Author Helmi Abd Hamid Categories: Data Science

What’s Up with Johor: Digging for trending Johor News

Assalamu’alaikum & Howdy Folks!

In this entry I would like to illustrate certain forms of data exploration. Normally, one of the first steps that you need to perform would be EDA or Exploratory Data Analysis. You have these vast amounts of data but you do not yet have a problem statement nor do you have an idea what story are all those data trying to tell you.

Due to the sheer enormity of the data, I had divided them into several (still very huge) chunks. Each about a thousand records out of over 49,000 rows or records or observations.

I exported the data into csv format (I tried json but in this particular case csv works much better). If I had used the json format, there’s an additional step to convert the data into useful data frames, at least one extra step. With csv, the data will be nicely imported into R in the form of data frames which I had wanted.

Tools we need: RStudio (we’ll be using R exclusively)

Some of the Techniques used:

Topic Modeling (https://en.wikipedia.org/wiki/Topic_Model)

Latent Dirichlet Allocation (https://en.wikipedia.org/wiki/Latent_Dirichlet_Allocation)

Part-of-Speech Tagging (POS Tagging)

Ngrams(mostly Bigrams)

Word Clouds

Pointwise Mutual Information ( https://en.wikipedia.org/wiki/Pointwise_mutual_information)

Rapid Automatic Keyword Extraction (https://hackstage.haskell.org/package/rake).

You can request for the data set by emailing us

We have been aggregating these data for the past several years and now is the time to dig some of the stories for your reading pleasure.

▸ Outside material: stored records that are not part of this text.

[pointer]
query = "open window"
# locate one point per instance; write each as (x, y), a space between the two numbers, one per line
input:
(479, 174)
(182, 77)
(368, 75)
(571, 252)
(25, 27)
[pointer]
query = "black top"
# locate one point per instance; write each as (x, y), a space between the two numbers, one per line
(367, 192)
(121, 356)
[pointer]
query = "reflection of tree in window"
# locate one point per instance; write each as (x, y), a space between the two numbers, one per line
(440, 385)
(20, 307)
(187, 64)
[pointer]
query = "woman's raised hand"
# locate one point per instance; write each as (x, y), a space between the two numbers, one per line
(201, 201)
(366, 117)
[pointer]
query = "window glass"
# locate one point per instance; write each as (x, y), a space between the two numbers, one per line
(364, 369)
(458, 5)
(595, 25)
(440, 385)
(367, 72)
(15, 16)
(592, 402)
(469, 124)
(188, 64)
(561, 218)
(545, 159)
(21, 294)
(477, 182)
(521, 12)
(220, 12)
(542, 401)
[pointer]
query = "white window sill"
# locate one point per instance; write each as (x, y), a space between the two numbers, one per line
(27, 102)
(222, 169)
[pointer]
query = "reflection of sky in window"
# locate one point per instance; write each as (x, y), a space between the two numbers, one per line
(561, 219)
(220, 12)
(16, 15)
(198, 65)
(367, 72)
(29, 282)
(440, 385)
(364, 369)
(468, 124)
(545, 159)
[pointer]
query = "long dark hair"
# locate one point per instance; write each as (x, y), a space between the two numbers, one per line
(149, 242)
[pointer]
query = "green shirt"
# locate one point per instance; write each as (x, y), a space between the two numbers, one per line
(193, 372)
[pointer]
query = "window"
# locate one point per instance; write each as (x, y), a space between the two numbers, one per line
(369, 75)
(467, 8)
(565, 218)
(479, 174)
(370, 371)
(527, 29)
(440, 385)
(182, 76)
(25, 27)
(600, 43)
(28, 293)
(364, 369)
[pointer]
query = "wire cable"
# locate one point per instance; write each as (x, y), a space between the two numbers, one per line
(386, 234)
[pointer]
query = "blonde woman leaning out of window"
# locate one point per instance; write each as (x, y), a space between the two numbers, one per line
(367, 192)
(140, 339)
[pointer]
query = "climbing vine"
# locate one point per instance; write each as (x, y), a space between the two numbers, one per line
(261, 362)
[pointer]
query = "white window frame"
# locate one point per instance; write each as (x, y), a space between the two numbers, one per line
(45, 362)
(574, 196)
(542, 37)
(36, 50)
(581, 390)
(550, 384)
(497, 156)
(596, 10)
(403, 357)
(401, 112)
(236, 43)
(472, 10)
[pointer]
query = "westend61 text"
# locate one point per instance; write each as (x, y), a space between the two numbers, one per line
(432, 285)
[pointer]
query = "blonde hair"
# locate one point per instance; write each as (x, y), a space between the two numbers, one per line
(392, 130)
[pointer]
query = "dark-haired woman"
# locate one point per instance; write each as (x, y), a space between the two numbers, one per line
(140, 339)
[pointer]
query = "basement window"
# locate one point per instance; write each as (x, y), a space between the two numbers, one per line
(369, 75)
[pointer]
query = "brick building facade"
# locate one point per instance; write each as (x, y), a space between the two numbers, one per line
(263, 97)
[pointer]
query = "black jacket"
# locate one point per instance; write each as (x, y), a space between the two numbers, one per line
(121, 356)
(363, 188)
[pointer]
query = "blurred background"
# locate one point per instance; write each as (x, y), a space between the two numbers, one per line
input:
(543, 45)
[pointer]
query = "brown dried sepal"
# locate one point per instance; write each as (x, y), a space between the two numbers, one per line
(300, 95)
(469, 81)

What better way to speculate what content than inspecting the title itself.

My method eliminates the need for several text pre-processing and text processing thus, again, I had minimised the process which derived a more desirable format of data.

	for(a in 1:nrow(news))
{
  page <- as.character(news$html[a])
  htmlpage <- read_html(page)
  headlines <- html_text(html_nodes(htmlpage, "title"))
  news$headlines[a] <- headlines
}

The approach I used was to make use of un-scraped data which still is in html format. As the code above depicts, I had used the html title tag to extract the titles of each of the articles. You may have noticed that this is one easy way to actually mine the actual topics without having to use proper topic modelling methods.

	for(i in 1:nrow(news))
{
  page <- as.character(news$html[i])
  htmlpage <- read_html(page)
  para <- html_text(html_nodes(htmlpage, "p"))
  news$para[i] <- para
}

It turns out that some of the articles on Johor does not have the “Johor” keyword in the title itself. Thus, there are more data which we can work with. On that note, we will include those data as well.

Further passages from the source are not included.